Forum social européen - Thierry Martin (LCR) :
"On est des travailleurs paysans, pas des chefs d'entreprises !"
11/11/2003 - 16h53 (FR)

Thomas Quéguiner

 

A quelques heures du début du second Forum social européen qui se tient du 12 au 15 novembre 2003 en Ile-de-France, Thierry Martin, 44 ans, producteur laitier à Saint-Aubain-du-Thenney (Eure) et membre de la Ligue communiste révolutionnaire (LCR), nous raconte ses espérances d'alter-mondialiste au sein d'un parti trotskiste dont l'idéologie reste, aux yeux d'un grand nombre de personnes, plus prompte à soutenir l'ouvrier métallo que le petit propriétaire terrien.

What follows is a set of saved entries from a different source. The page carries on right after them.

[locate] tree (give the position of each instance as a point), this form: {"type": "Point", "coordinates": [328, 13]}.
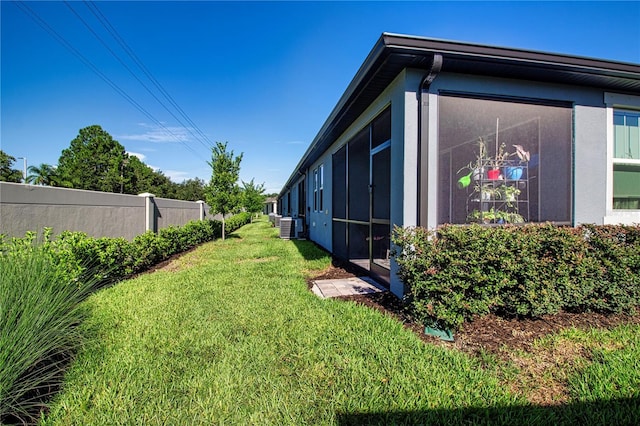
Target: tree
{"type": "Point", "coordinates": [253, 197]}
{"type": "Point", "coordinates": [223, 192]}
{"type": "Point", "coordinates": [93, 161]}
{"type": "Point", "coordinates": [44, 174]}
{"type": "Point", "coordinates": [7, 174]}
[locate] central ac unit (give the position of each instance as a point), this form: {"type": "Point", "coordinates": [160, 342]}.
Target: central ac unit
{"type": "Point", "coordinates": [287, 228]}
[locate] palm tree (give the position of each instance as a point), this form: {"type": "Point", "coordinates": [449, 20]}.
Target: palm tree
{"type": "Point", "coordinates": [44, 174]}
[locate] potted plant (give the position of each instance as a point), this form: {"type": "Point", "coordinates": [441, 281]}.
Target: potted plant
{"type": "Point", "coordinates": [510, 194]}
{"type": "Point", "coordinates": [514, 171]}
{"type": "Point", "coordinates": [475, 168]}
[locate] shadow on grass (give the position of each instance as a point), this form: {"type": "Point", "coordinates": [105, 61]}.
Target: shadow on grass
{"type": "Point", "coordinates": [624, 411]}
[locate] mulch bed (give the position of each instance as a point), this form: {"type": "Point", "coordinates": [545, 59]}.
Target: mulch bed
{"type": "Point", "coordinates": [489, 333]}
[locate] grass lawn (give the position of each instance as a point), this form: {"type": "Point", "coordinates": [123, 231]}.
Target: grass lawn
{"type": "Point", "coordinates": [229, 334]}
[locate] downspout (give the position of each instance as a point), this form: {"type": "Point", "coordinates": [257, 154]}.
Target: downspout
{"type": "Point", "coordinates": [423, 135]}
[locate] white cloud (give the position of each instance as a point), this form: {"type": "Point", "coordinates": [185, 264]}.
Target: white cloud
{"type": "Point", "coordinates": [157, 134]}
{"type": "Point", "coordinates": [176, 175]}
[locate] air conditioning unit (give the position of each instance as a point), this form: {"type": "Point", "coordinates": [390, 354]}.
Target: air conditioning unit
{"type": "Point", "coordinates": [287, 228]}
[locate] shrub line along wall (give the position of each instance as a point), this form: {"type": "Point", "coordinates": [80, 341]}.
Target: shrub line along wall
{"type": "Point", "coordinates": [456, 273]}
{"type": "Point", "coordinates": [26, 208]}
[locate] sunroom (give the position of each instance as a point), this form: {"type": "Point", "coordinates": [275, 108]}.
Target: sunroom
{"type": "Point", "coordinates": [432, 132]}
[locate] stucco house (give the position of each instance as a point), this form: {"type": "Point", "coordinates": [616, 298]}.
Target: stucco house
{"type": "Point", "coordinates": [431, 132]}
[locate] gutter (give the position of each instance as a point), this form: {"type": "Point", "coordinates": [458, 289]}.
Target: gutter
{"type": "Point", "coordinates": [423, 135]}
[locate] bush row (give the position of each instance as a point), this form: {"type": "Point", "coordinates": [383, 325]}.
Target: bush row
{"type": "Point", "coordinates": [41, 286]}
{"type": "Point", "coordinates": [459, 272]}
{"type": "Point", "coordinates": [106, 260]}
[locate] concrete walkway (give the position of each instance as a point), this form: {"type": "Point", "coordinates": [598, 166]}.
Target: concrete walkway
{"type": "Point", "coordinates": [346, 287]}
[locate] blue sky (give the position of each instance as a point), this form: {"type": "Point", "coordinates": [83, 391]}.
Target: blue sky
{"type": "Point", "coordinates": [262, 76]}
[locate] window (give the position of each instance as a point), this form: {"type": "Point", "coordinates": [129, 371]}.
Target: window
{"type": "Point", "coordinates": [301, 199]}
{"type": "Point", "coordinates": [626, 160]}
{"type": "Point", "coordinates": [321, 187]}
{"type": "Point", "coordinates": [315, 190]}
{"type": "Point", "coordinates": [503, 160]}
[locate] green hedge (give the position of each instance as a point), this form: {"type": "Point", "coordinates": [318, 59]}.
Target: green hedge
{"type": "Point", "coordinates": [460, 272]}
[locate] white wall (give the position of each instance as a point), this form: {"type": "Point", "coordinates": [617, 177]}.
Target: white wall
{"type": "Point", "coordinates": [99, 214]}
{"type": "Point", "coordinates": [591, 168]}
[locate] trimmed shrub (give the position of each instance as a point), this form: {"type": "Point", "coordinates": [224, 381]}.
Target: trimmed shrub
{"type": "Point", "coordinates": [528, 271]}
{"type": "Point", "coordinates": [38, 317]}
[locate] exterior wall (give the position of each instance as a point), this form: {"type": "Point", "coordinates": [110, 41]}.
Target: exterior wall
{"type": "Point", "coordinates": [591, 169]}
{"type": "Point", "coordinates": [617, 100]}
{"type": "Point", "coordinates": [30, 208]}
{"type": "Point", "coordinates": [401, 95]}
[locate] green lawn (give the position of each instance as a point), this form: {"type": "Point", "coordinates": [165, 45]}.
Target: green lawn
{"type": "Point", "coordinates": [229, 334]}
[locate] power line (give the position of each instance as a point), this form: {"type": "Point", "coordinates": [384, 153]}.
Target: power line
{"type": "Point", "coordinates": [120, 40]}
{"type": "Point", "coordinates": [53, 33]}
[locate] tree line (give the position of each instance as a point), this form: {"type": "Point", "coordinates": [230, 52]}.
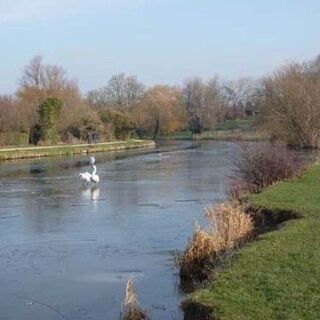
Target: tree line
{"type": "Point", "coordinates": [49, 107]}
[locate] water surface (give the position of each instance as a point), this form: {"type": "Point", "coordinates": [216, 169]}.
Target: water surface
{"type": "Point", "coordinates": [67, 251]}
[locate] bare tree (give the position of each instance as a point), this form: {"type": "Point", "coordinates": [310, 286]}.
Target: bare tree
{"type": "Point", "coordinates": [160, 111]}
{"type": "Point", "coordinates": [292, 106]}
{"type": "Point", "coordinates": [122, 92]}
{"type": "Point", "coordinates": [203, 103]}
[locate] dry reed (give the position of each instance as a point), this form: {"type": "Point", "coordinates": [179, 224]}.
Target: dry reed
{"type": "Point", "coordinates": [228, 228]}
{"type": "Point", "coordinates": [130, 307]}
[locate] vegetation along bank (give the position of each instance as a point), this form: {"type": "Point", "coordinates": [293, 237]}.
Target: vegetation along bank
{"type": "Point", "coordinates": [65, 150]}
{"type": "Point", "coordinates": [275, 273]}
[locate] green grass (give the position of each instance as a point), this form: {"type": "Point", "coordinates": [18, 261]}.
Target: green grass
{"type": "Point", "coordinates": [277, 276]}
{"type": "Point", "coordinates": [67, 150]}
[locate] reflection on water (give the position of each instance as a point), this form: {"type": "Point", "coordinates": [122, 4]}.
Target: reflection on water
{"type": "Point", "coordinates": [91, 193]}
{"type": "Point", "coordinates": [72, 248]}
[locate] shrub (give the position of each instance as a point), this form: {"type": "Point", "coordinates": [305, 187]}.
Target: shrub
{"type": "Point", "coordinates": [13, 139]}
{"type": "Point", "coordinates": [49, 112]}
{"type": "Point", "coordinates": [122, 125]}
{"type": "Point", "coordinates": [260, 165]}
{"type": "Point", "coordinates": [130, 308]}
{"type": "Point", "coordinates": [228, 228]}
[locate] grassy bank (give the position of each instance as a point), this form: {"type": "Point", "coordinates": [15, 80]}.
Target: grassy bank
{"type": "Point", "coordinates": [277, 276]}
{"type": "Point", "coordinates": [63, 150]}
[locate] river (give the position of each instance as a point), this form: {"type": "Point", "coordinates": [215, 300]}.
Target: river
{"type": "Point", "coordinates": [66, 251]}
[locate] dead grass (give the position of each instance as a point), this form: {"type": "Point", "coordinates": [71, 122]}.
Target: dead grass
{"type": "Point", "coordinates": [228, 228]}
{"type": "Point", "coordinates": [130, 307]}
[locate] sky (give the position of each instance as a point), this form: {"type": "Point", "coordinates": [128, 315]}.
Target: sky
{"type": "Point", "coordinates": [160, 41]}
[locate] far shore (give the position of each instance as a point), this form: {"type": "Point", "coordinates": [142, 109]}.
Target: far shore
{"type": "Point", "coordinates": [12, 153]}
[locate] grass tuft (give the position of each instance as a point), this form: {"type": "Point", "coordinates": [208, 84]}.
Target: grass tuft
{"type": "Point", "coordinates": [228, 228]}
{"type": "Point", "coordinates": [130, 308]}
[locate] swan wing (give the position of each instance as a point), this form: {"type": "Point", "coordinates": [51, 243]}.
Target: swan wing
{"type": "Point", "coordinates": [95, 178]}
{"type": "Point", "coordinates": [86, 176]}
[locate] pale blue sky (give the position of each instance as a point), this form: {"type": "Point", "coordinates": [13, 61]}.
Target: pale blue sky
{"type": "Point", "coordinates": [160, 41]}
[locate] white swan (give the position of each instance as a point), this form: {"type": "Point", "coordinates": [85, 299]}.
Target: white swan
{"type": "Point", "coordinates": [94, 177]}
{"type": "Point", "coordinates": [88, 177]}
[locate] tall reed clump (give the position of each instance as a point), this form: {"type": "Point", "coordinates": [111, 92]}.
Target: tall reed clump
{"type": "Point", "coordinates": [228, 228]}
{"type": "Point", "coordinates": [131, 309]}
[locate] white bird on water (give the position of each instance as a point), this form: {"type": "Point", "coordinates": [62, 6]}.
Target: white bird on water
{"type": "Point", "coordinates": [88, 177]}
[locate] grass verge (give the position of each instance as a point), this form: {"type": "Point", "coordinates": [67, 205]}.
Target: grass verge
{"type": "Point", "coordinates": [277, 276]}
{"type": "Point", "coordinates": [67, 150]}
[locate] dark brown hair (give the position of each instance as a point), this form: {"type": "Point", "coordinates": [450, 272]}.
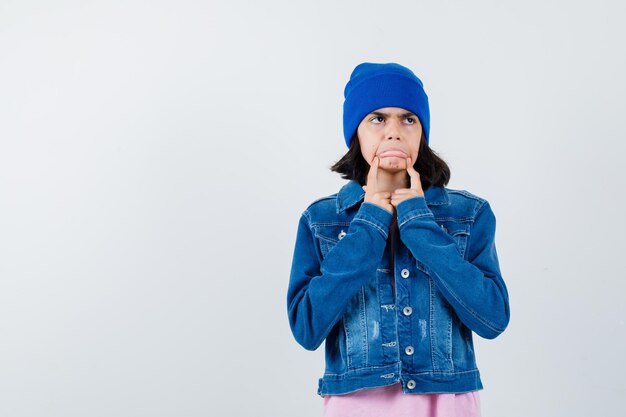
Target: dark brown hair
{"type": "Point", "coordinates": [432, 169]}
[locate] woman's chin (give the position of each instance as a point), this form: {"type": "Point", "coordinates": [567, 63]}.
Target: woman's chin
{"type": "Point", "coordinates": [392, 165]}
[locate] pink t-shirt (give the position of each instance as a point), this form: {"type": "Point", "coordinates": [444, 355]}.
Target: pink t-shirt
{"type": "Point", "coordinates": [391, 401]}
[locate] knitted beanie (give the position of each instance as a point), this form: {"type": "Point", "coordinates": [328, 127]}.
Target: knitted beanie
{"type": "Point", "coordinates": [373, 86]}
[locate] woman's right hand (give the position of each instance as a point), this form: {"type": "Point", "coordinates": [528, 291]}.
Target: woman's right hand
{"type": "Point", "coordinates": [372, 195]}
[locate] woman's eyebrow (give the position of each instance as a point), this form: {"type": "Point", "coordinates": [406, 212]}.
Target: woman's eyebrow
{"type": "Point", "coordinates": [407, 114]}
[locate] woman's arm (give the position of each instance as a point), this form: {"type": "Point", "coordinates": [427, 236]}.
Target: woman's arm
{"type": "Point", "coordinates": [319, 292]}
{"type": "Point", "coordinates": [474, 287]}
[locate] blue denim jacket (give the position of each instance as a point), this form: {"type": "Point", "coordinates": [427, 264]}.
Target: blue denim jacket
{"type": "Point", "coordinates": [404, 318]}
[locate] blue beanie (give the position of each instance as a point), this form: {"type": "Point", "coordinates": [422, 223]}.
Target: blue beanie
{"type": "Point", "coordinates": [373, 86]}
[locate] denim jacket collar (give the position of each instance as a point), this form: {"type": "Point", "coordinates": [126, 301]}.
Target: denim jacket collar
{"type": "Point", "coordinates": [352, 193]}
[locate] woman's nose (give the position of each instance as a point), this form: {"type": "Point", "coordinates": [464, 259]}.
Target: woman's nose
{"type": "Point", "coordinates": [392, 132]}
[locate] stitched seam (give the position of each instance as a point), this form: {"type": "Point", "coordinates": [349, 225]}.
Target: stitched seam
{"type": "Point", "coordinates": [371, 224]}
{"type": "Point", "coordinates": [486, 322]}
{"type": "Point", "coordinates": [409, 217]}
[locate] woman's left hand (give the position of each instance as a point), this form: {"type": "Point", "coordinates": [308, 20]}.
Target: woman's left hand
{"type": "Point", "coordinates": [401, 194]}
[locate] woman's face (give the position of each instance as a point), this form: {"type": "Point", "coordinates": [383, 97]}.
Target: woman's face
{"type": "Point", "coordinates": [391, 133]}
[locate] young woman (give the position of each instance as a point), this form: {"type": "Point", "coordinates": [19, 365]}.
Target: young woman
{"type": "Point", "coordinates": [395, 271]}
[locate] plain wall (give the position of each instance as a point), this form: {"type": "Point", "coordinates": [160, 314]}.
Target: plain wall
{"type": "Point", "coordinates": [155, 158]}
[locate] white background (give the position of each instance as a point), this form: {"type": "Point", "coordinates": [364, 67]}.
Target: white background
{"type": "Point", "coordinates": [155, 157]}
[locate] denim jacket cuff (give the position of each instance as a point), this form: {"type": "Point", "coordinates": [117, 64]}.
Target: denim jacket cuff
{"type": "Point", "coordinates": [412, 208]}
{"type": "Point", "coordinates": [375, 216]}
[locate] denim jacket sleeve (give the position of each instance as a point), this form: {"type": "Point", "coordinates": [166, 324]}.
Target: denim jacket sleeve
{"type": "Point", "coordinates": [320, 290]}
{"type": "Point", "coordinates": [473, 287]}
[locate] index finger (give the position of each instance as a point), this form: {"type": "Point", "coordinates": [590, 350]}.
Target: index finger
{"type": "Point", "coordinates": [415, 176]}
{"type": "Point", "coordinates": [372, 175]}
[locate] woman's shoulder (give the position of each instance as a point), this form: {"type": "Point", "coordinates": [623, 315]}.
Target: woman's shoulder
{"type": "Point", "coordinates": [472, 201]}
{"type": "Point", "coordinates": [465, 194]}
{"type": "Point", "coordinates": [332, 207]}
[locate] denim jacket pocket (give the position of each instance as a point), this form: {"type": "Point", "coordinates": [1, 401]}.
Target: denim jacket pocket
{"type": "Point", "coordinates": [329, 235]}
{"type": "Point", "coordinates": [459, 231]}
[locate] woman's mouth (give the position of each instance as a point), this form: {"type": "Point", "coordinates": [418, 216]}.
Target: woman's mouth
{"type": "Point", "coordinates": [393, 153]}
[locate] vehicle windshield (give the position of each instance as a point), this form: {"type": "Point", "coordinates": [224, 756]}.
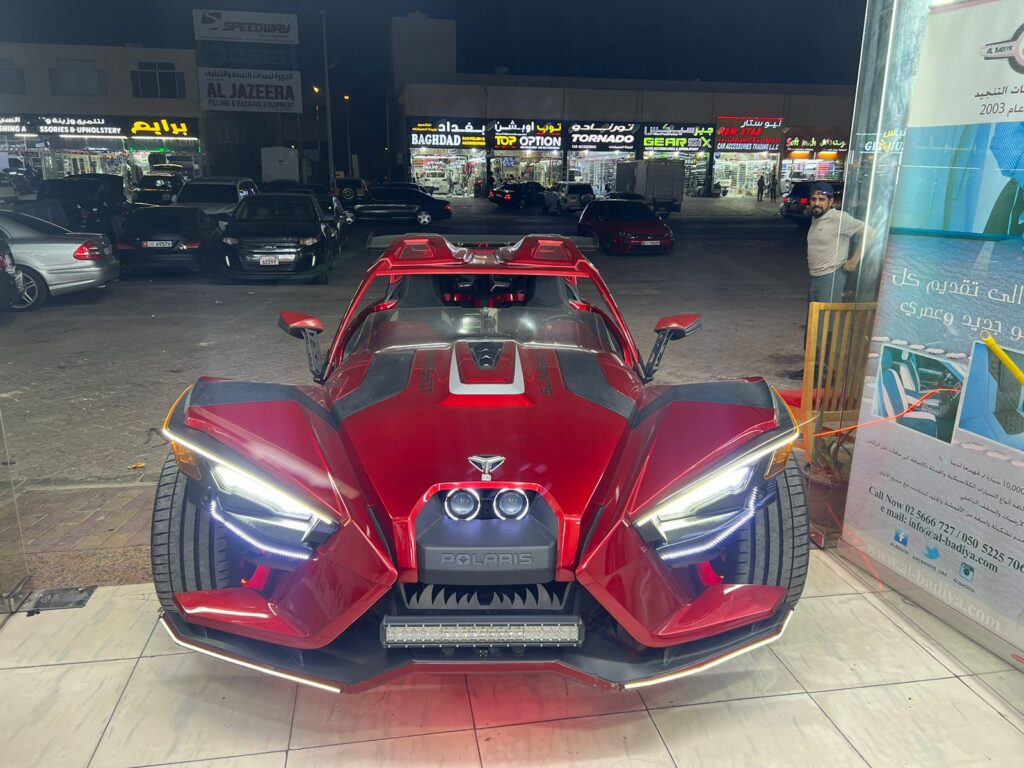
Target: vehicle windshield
{"type": "Point", "coordinates": [275, 209]}
{"type": "Point", "coordinates": [208, 194]}
{"type": "Point", "coordinates": [631, 211]}
{"type": "Point", "coordinates": [163, 217]}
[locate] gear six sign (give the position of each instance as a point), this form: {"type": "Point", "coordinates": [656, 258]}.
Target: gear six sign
{"type": "Point", "coordinates": [347, 532]}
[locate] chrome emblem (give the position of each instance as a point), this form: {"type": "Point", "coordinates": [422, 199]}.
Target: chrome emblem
{"type": "Point", "coordinates": [485, 464]}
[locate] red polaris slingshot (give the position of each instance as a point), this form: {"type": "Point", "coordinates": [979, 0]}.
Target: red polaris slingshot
{"type": "Point", "coordinates": [482, 478]}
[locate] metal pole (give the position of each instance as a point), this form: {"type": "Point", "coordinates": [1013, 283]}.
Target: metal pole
{"type": "Point", "coordinates": [328, 103]}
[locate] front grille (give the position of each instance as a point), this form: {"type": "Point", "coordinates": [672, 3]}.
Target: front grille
{"type": "Point", "coordinates": [552, 596]}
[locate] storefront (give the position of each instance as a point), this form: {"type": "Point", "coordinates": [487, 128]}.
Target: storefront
{"type": "Point", "coordinates": [525, 151]}
{"type": "Point", "coordinates": [55, 145]}
{"type": "Point", "coordinates": [745, 147]}
{"type": "Point", "coordinates": [449, 155]}
{"type": "Point", "coordinates": [595, 150]}
{"type": "Point", "coordinates": [814, 155]}
{"type": "Point", "coordinates": [686, 142]}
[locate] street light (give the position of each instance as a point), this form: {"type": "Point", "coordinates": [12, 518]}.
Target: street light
{"type": "Point", "coordinates": [348, 141]}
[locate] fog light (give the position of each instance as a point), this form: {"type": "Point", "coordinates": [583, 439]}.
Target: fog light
{"type": "Point", "coordinates": [511, 504]}
{"type": "Point", "coordinates": [463, 504]}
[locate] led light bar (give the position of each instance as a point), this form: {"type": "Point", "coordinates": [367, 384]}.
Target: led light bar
{"type": "Point", "coordinates": [418, 633]}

- Terre-net : Pourquoi avoir choisi d'adhérer à la Ligue communiste révolutionnaire ?
- Thierry Martin : Dans ma jeunesse, j'ai toujours été sensible aux difficultés du monde agricole. J'étais alors militant libertaire, mais je me retrouvais de moins en moins dans l'orthodoxie pur et dur de ce mouvement. La rupture s'est faite avec l'arrivée au pouvoir des Sandinistes au Nicaragua en 1979. Les anarchistes ne souhaitaient pas soutenir la révolte. Pour ma part, certes j'étais en désaccord politique avec les sandinistes, mais je voulais néanmoins, au nom de l'internationalisme, les soutenir. J'ai finalement rejoint la LCR au milieu des années 80, au moment de la campagne du communiste Pierre Juquin aux présidentielles de 1988. L'attitude de mes camarades, leur rigueur m'a énormément impressionné. Quinze ans plus tard, la position de la ligue est entièrement la mienne, notamment sa propension à intégrer des mouvements multiformes de contestation, comme DAL, les féministes, Attac, Ras l'Front... La LCR est très impressionnée et imprègne ces contestations sociales. Plus qu'une réciprocité, c'est une osmose.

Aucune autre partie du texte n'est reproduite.